Artists Space

Unconcealed:
The International Network of Conceptual Artists 1967-77
Dealers, Exhibitions and Public Collections

Talk
June 6, 2013, 7pm

Lynda Morris, curator of the current Documenting Cadere: 1972-1978 exhibition at Artists Space : Books & Talks, presents a lecture highlighting the economic and social background to the work of André Cadere, and the places and major art world figures he engaged with between 1972 and 1978.

A black and white photo of a man standing on a cobblestone street in New York, with the Twin Towers in the background.
Gianfranco Gorgoni, André Cadere, 1976. Courtesy Galleria Minini. [A black and white photo of a man standing on a cobblestone street in New York, with the Twin Towers in the background.]

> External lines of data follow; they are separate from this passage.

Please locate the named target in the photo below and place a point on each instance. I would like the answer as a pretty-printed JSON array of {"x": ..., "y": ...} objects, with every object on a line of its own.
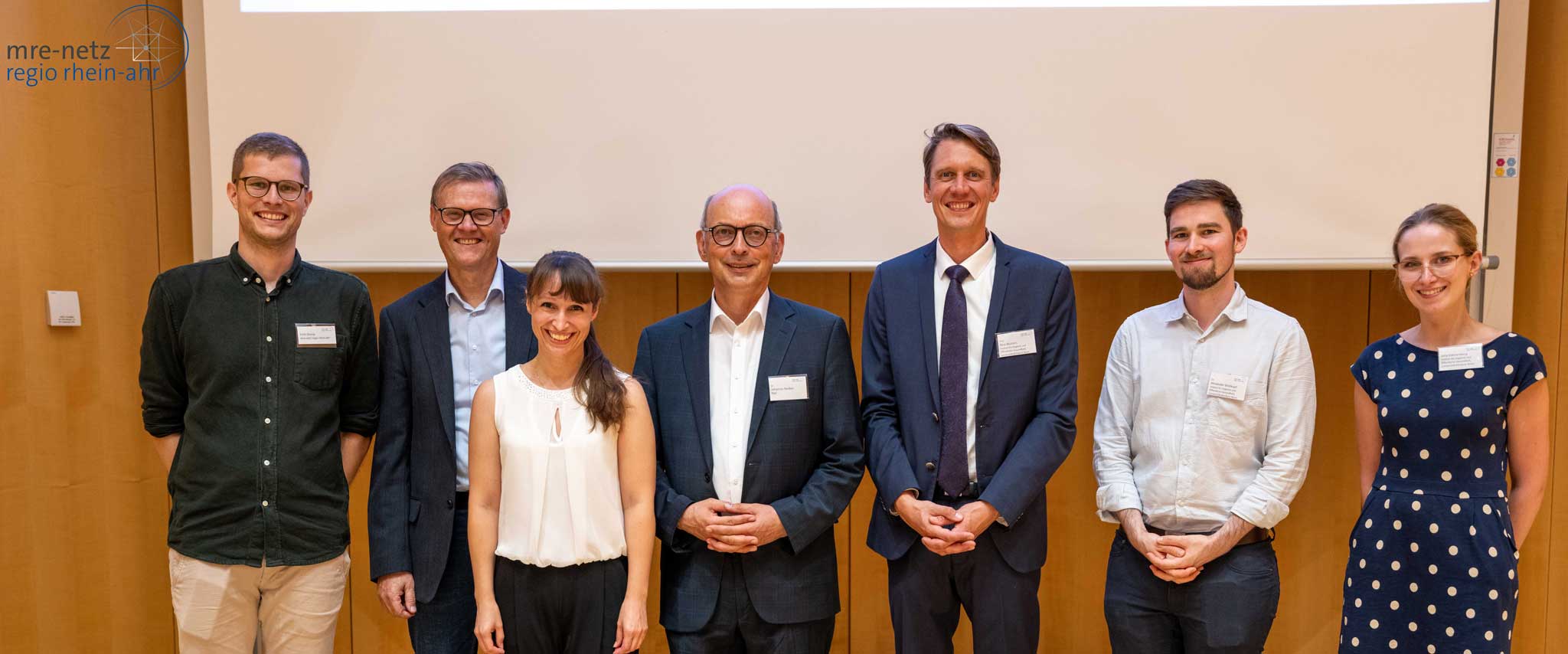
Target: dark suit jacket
[
  {"x": 1023, "y": 413},
  {"x": 803, "y": 459},
  {"x": 414, "y": 468}
]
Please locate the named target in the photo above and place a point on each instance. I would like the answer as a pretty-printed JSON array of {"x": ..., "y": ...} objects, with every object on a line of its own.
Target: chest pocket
[
  {"x": 318, "y": 369},
  {"x": 1237, "y": 420}
]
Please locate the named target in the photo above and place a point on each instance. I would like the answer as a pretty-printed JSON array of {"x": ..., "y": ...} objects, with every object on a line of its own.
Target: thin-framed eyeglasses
[
  {"x": 952, "y": 176},
  {"x": 725, "y": 234},
  {"x": 1440, "y": 266},
  {"x": 453, "y": 215},
  {"x": 257, "y": 187}
]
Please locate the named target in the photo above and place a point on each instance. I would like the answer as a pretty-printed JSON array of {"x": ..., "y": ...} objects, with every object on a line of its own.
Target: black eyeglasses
[
  {"x": 257, "y": 187},
  {"x": 453, "y": 215},
  {"x": 725, "y": 234}
]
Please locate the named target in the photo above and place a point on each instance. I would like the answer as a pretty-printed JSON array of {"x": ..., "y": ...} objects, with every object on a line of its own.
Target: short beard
[{"x": 1204, "y": 280}]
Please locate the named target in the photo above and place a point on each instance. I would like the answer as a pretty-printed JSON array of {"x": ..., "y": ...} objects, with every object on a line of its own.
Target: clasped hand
[
  {"x": 733, "y": 528},
  {"x": 946, "y": 531}
]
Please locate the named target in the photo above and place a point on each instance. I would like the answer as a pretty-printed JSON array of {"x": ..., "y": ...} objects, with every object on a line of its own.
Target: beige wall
[{"x": 96, "y": 185}]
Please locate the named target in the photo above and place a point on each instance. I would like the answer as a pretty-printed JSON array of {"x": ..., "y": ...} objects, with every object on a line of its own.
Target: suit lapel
[
  {"x": 1004, "y": 259},
  {"x": 694, "y": 350},
  {"x": 775, "y": 342},
  {"x": 519, "y": 330},
  {"x": 436, "y": 339},
  {"x": 927, "y": 319}
]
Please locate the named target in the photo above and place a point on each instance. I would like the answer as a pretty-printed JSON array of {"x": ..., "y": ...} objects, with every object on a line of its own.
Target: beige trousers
[{"x": 223, "y": 609}]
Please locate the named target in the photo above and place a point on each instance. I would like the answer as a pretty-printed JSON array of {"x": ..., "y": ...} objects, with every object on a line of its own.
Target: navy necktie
[{"x": 952, "y": 473}]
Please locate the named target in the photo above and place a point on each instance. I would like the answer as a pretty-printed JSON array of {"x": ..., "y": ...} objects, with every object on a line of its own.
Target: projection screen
[{"x": 610, "y": 127}]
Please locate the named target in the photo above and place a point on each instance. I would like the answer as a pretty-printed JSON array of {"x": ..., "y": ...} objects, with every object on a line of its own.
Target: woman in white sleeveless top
[{"x": 562, "y": 485}]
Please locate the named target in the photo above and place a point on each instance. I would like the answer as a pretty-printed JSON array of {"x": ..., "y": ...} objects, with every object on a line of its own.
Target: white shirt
[
  {"x": 1168, "y": 446},
  {"x": 977, "y": 302},
  {"x": 479, "y": 352},
  {"x": 560, "y": 492},
  {"x": 733, "y": 356}
]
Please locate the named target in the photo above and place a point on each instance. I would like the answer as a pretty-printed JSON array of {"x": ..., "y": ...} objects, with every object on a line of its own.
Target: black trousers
[
  {"x": 559, "y": 610},
  {"x": 736, "y": 628},
  {"x": 1227, "y": 610},
  {"x": 926, "y": 594}
]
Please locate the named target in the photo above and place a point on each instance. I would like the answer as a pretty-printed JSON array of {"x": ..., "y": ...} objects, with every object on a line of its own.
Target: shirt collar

Morris was herself active as a curator and writer in the late 1960s and 1970s within a network of Conceptual artists, dealers and curators that developed between New York and key European cities. Published in 2009, the book Unconcealed is formed around the PhD thesis of Sophie Richard, who worked with Morris between 2002 and 2007 to document and study this network. It draws on both Morris’ archives and those of others to compose a primarily data based picture of a support network and market for Conceptual art. Using information on exhibitions and the sales of artworks – buyers, prices, sellers – the study presents a series of relations that developed out of a group of private galleries and museums initially focused on a triangle in Northern Europe between Düsseldorf and Köln, Amsterdam, Brussels and Ghent.

Morris’ talk addresses the formation and constitution of this network, in the light of André Cadere’s work that explicitly engaged with, and simultaneously critiqued these structures. Lynda Morris is currently research professor at Norwich University of the Arts.